Speaking about the company's financial results, Patrick Spratt, KVH's chief financial officer, said, "Our fourth quarter performance on both the top and bottom lines was within the range that we expected, but overall not quite as strong as we would have liked. Sales of our fiber gyro products exceeded our expectations. Gross margin for the quarter was lower than expected, due in part to product revenue mix, and also because we experienced a greater seasonality effect on our airtime activation and usage than we'd anticipated. Quarterly operating expenses were up year over year primarily as a result of ongoing investments for mini-VSAT Broadband sales and support, and also because of the addition of Virtek Communication in September. Our cash, cash equivalents, and marketable securities balance was roughly flat compared to September 30, 2010, at just over $37 million."
Looking ahead to 2011 and beyond, Mr. Spratt said, "We are on a solid path of executing our strategic plans to expand our VSAT, marine satellite TV, and FOG businesses. These efforts form the basis for building toward progressively stronger financial results with four- to five-year targets of annual revenue greater than $300 million, more than half of which would be generated by our VSAT business, along with operating margins of 15%."

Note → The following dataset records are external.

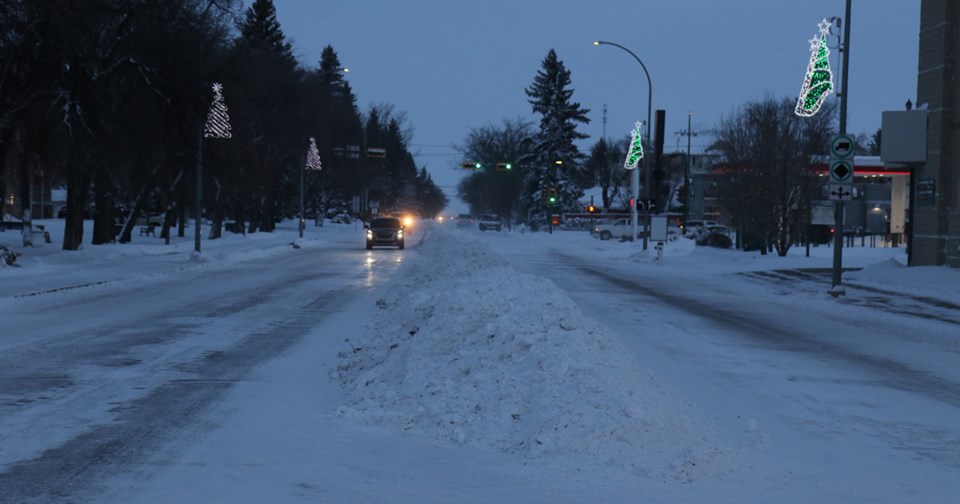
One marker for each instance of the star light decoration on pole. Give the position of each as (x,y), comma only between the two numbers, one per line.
(818,83)
(635,154)
(218,121)
(313,156)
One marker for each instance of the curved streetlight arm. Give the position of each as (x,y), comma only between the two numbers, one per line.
(645,72)
(634,177)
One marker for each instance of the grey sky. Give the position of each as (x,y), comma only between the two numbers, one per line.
(455,65)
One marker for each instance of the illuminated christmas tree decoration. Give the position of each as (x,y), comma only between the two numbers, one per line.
(313,155)
(635,154)
(218,121)
(818,83)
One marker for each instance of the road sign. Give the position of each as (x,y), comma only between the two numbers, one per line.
(841,171)
(841,146)
(840,192)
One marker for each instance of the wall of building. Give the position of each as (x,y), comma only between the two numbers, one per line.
(935,192)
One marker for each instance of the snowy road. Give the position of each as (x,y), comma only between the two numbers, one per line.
(861,389)
(175,342)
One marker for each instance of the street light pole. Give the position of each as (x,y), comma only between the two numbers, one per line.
(634,176)
(837,289)
(686,174)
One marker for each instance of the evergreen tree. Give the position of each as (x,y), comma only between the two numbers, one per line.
(555,162)
(262,32)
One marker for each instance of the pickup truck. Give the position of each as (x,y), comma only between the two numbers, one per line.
(620,228)
(490,221)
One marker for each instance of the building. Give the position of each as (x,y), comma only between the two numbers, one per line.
(935,193)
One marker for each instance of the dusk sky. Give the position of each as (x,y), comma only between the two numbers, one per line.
(453,65)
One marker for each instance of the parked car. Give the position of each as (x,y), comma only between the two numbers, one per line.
(384,231)
(619,228)
(490,221)
(820,234)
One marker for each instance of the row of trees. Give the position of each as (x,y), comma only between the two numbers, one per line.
(762,157)
(109,98)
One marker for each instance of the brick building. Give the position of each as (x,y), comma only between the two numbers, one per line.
(935,192)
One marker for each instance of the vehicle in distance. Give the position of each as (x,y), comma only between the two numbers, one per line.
(384,232)
(490,221)
(694,228)
(405,218)
(619,228)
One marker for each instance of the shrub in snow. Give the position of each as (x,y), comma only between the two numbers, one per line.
(468,350)
(9,257)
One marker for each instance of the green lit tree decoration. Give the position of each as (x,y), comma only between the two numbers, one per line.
(218,121)
(635,154)
(313,155)
(818,83)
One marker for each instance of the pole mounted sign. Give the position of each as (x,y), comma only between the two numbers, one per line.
(841,146)
(840,187)
(841,171)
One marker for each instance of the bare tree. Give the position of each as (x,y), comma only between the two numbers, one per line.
(764,178)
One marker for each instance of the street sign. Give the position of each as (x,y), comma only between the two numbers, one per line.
(841,146)
(840,192)
(841,171)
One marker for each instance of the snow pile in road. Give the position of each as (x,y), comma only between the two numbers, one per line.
(461,351)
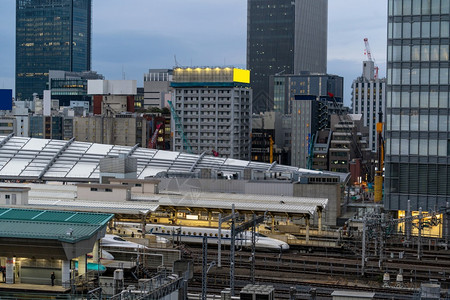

In 2011, we plan to pursue our strategic initiatives aggressively, including the rollout of a number of exciting new products, the first of which will be introduced in four days at the Miami International Boat Show. We expect that 2011 will be a year of strong top line growth of 15% to 20% and an approximately 75% improvement in operating profit compared to the reported level in 2010. However, we do anticipate challenges in the first quarter. Among these are the continued slow pace of FOG sales for remote weapon stations during the CROWS II to CROWS III transition period, a delay in resumption of LiveTV shipments until the second half of 2011, and the full cost impact of the mini-VSAT Broadband network buildout, including Brazil and some additional capacity for the continental U.S. As a result, we expect first quarter revenue to decline 5% to 10% on a year-over-year basis as well as experience a loss of $0.05 to $0.10 per share before returning to profitability in the second quarter. We are determined not to allow these near-term business challenges to cause us to compromise on making strategic investments to achieve our long-term targets."